Spätestens seit dem Film „Porträt einer jungen Frau in Flammen“ ist Adèle Haenel nicht nur in Frankreich ein Star. Bei den Wiener Festwochen ist die Schauspielerin in „Der Teich“ auf der Bühne zu sehen. Im Interview erklärt sie, warum sie mit der Filmindustrie gebrochen hat.
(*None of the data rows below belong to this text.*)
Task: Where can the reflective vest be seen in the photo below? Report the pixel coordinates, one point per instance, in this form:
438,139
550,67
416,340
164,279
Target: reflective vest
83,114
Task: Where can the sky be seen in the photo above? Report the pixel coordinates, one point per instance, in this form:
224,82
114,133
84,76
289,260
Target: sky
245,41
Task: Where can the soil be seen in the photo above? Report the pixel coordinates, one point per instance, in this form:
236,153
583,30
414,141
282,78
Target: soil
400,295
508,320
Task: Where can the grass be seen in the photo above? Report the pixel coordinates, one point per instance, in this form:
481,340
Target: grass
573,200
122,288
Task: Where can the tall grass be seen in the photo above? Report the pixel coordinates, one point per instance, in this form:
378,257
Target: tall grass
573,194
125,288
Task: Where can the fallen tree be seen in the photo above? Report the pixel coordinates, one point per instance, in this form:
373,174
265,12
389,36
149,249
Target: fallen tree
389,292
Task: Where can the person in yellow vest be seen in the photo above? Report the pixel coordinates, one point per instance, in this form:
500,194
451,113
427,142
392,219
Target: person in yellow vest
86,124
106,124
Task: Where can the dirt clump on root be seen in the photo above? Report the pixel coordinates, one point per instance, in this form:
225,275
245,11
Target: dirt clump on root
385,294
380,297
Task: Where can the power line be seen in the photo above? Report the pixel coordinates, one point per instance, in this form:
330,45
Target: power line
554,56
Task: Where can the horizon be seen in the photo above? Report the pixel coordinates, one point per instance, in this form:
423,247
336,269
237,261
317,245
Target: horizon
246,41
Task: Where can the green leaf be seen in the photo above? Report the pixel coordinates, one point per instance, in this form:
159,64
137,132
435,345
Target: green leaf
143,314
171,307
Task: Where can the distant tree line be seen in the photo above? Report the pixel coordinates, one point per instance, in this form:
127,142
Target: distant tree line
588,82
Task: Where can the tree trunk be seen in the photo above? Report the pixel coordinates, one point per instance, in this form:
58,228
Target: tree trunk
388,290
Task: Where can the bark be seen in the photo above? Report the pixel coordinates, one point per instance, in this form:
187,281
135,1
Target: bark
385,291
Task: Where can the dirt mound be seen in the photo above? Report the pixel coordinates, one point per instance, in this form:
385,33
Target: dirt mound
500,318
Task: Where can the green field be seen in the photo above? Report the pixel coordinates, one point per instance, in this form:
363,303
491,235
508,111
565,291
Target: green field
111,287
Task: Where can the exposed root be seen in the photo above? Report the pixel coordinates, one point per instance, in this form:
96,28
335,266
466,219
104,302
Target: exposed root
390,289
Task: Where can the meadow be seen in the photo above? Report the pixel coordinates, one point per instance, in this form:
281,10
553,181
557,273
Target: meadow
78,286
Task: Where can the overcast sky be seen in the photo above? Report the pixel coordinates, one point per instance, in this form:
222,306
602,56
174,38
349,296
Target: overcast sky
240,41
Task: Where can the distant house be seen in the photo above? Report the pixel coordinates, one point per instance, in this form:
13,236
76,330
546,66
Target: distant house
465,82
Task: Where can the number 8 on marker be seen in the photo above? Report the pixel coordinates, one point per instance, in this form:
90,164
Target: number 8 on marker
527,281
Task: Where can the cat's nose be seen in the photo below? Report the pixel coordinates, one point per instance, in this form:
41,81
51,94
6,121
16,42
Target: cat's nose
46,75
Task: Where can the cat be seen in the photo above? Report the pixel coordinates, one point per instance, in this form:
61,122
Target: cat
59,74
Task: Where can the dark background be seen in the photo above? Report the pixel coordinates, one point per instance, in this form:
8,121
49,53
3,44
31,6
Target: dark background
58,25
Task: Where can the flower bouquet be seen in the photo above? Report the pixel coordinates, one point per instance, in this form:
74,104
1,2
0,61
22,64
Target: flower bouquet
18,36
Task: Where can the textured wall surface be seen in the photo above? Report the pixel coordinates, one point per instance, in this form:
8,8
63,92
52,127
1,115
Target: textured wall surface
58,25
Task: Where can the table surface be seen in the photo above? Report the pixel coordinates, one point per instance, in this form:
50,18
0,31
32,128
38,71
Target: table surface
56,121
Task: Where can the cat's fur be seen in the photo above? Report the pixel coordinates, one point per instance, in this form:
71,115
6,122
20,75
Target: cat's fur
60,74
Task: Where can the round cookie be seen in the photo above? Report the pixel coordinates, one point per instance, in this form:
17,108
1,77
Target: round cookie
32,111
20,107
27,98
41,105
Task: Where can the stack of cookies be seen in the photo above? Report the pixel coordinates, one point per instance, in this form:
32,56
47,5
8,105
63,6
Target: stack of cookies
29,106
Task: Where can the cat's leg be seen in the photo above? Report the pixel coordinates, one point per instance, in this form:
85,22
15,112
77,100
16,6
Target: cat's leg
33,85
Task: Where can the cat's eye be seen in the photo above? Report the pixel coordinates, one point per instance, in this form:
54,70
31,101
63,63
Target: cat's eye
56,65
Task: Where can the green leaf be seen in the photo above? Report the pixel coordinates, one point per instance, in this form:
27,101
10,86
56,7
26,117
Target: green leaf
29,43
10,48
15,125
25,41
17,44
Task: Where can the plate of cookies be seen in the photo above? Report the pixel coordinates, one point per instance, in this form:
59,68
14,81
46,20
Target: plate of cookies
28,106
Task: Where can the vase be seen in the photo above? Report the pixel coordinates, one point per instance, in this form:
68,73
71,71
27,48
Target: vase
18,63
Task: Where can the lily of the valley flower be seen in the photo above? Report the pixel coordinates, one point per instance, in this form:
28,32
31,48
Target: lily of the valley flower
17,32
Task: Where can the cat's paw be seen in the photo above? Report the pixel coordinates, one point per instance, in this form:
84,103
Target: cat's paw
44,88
Adèle Haenel in "L’Étang", Gisèle Vienne © Estelle Hanania

So viel Wut. So viel Liebe. Mit ihren 33 Jahren zählt Adèle Haenel zu den Superstars des französischen Kinos. Jedes Genre scheint ihr zu liegen: Drama, Komödie, aber meist spielt sie mit der wütenden Geste einer Kämpferin so wie im AIDS-Aktivisten-Film 120 BPM von 2017. Jetzt macht Haenel Theater. Die Wiener Festwochen zeigen Gisèle Viennes verstörendes Werk „Der Teich“ nach Robert Walser, in dem sie drei Kinderfiguren gleichzeitig spielt.
Über dreißig Filme hat Haenel gedreht, sehr früh damit begonnen und wurde dafür mit Filmpreisen überschüttet. Mit 13 bekam sie die Hauptrolle in Kleine Teufel, die erste César-Nominierung gab es 2008 für Water Lillies, den Debütfilm von Céline Sciamma, mit der sie 2019 Porträt einer jungen Frau in Flammen drehte und der sie weltweit bekannt machte.
Für den Film über die Liebe zwischen zwei Frauen im 18. Jahrhundert, der die Viennale 2019 eröffnet hat, wurden die Schauspielerin und die Regisseurin ebenfalls für die französischen Oscars nominiert. Als bei der Verleihung der wegen sexueller Belästigung mehrfach angeklagte Roman Polanski den Regie-César bekommen sollte, verließen Haenel, Sciamma und weitere Filmschaffende protestierend den Saal. Unter Protest verlässt die Schauspielerin nun die Filmindustrie komplett, wie sie im Interview überraschend erklärt. Sie habe es gerade erst beschlossen, sagt sie, aus politischen Gründen.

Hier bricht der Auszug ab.